Operating a Real-World Infrastructure-as-a-Service
So the final question is, how does this idealized approach work as an IaaS in the real world, such as for a hosting provider, a cloud provider, or just in an "internal" or "private" utility computing environment? To do so, infrastructure orchestration mechanisms are outfitted with the following management facilities to provide the necessary foundational services:

• Monitoring: Which checks server and application "heartbeats," available CPUs and networks, plus other asset states. This input is fed-back both for dynamic control of the infrastructure, as well as for real-time reporting such as for compliance, CMDBs, and chargeback systems.
• SLA Management: Once a service (application) is provisioned - complete with an SLA - this facility monitors heartbeats, user-defined performance metrics (e.g., CPU load) and other metrics. If a user-defined threshold is breached (or, when a manual intervention occurs) this control will take over and provide appropriate advance action. This action might be simply to migrate the service to a larger (or smaller) server. Or, should it detect failure, it would provide transparent failover. And in the worst case of complete environment-wide SLA failures, it would provide a disaster-recovery style of migration to an entirely different location...once again "cloning" the original configurations.
• Security: In a dense, shared, and pooled environment, the security of CPUs, data, and network is paramount. So the control has to enforce tiered administrative access as well as secure multi-tenancy across all resources. For example, even "bare metal" CPU pools might remain globally unallocated, or smaller free pools might be allocated to specific users. Similarly, network security has to ensure that cross-fabric traffic is segregated appropriately.
• Account Management & Provisioning: The final key to the operation becomes how different users are assigned free resources, and how those users provision software to those resources. There are a number of self-serve approaches that can be taken here, and a number of commercially-available products in the space.

As mentioned earlier, this simplified form of infrastructure management for IaaS is agnostic to whether it underpins physical or virtual environments. In physical scenarios, multiple scale-out physical instances (such as Web server farms or large-scale databases) can easily be provisioned on top of the IaaS foundation - which can be managed as "elastic" if needed, cloning instances as demand warrants, or retiring instances when demand ebbs.

Similarly in virtual environments, each CPU can be automatically pre-provisioned with a virtual host - presenting an "elastic" pool of VMs when/as demand warrants. Traditional VM management tools can then transparently operate on top of the physical IaaS foundation. If new hosts are needed, the IaaS can provision as needed.

And the beauty of infrastructure orchestration is that both physical and virtual environments can be simultaneously built on top of the same IaaS.

Summary
While the "mega" cloud providers such as Amazon and Salesforce.com have designed their own form of infrastructure management, this form of IaaS is available commercially from a number of vendors. Today, some of the largest commercial hosting firms, government agencies, banks, and healthcare providers are using this architecture to support both physical and virtual infrastructures - although many still may not refer to their implementation as a "cloud."

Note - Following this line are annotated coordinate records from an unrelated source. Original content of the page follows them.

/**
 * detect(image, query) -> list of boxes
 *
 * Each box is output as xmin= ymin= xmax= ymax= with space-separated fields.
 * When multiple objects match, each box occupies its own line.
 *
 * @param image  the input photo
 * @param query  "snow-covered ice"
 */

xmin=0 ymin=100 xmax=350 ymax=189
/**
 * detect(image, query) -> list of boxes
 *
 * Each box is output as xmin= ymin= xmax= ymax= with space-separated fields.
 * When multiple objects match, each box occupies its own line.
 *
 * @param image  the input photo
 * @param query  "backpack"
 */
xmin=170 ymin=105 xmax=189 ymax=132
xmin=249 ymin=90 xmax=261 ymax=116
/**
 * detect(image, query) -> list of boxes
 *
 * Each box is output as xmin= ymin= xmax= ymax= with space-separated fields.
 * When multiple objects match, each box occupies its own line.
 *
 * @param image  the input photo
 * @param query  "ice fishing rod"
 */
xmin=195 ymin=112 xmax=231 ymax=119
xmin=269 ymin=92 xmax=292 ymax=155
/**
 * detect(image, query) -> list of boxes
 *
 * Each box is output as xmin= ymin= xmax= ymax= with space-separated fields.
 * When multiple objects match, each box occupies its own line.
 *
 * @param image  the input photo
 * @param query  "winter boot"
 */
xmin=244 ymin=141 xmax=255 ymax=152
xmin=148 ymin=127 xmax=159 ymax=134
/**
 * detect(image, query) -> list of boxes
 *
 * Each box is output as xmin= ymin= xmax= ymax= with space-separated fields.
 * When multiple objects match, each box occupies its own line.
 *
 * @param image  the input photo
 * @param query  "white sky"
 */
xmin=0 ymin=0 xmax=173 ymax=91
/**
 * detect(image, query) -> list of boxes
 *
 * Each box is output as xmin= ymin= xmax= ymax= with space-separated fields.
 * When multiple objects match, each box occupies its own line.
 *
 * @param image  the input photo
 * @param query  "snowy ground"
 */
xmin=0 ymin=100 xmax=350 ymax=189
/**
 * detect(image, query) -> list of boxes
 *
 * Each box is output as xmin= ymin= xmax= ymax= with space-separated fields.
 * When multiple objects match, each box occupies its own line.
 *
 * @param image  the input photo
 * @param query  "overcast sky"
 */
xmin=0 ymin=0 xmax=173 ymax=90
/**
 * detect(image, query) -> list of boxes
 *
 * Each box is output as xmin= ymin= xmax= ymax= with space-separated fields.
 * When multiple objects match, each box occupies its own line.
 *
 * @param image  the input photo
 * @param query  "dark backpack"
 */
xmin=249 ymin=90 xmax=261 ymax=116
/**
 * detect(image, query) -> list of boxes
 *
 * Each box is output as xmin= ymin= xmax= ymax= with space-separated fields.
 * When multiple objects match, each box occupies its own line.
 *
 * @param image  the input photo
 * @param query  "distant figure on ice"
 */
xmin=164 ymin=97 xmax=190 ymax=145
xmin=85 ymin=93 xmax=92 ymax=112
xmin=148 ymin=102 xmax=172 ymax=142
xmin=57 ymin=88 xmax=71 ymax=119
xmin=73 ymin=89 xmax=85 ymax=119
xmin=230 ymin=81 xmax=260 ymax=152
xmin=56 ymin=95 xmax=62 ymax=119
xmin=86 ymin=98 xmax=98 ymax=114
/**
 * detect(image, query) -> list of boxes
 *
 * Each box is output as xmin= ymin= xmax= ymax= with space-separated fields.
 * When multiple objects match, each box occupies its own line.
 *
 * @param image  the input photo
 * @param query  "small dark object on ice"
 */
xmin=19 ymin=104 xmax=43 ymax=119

As virtual infrastructures, cloud computing, and automation begin to permeate the market, this form of infrastructure management will continue to be seen as the perfect complement to software virtualization...flexible software environment, flexible infrastructure architecture. And, as more higher-level PaaS and SaaS models establish themselves in the market, building the foundational IaaS architecture will be more prevalent than ever.

Consider that the entire IT industry will have advanced quite a bit once our complex hardwired plumbing finally evolves into a simple and elegant IaaS foundation.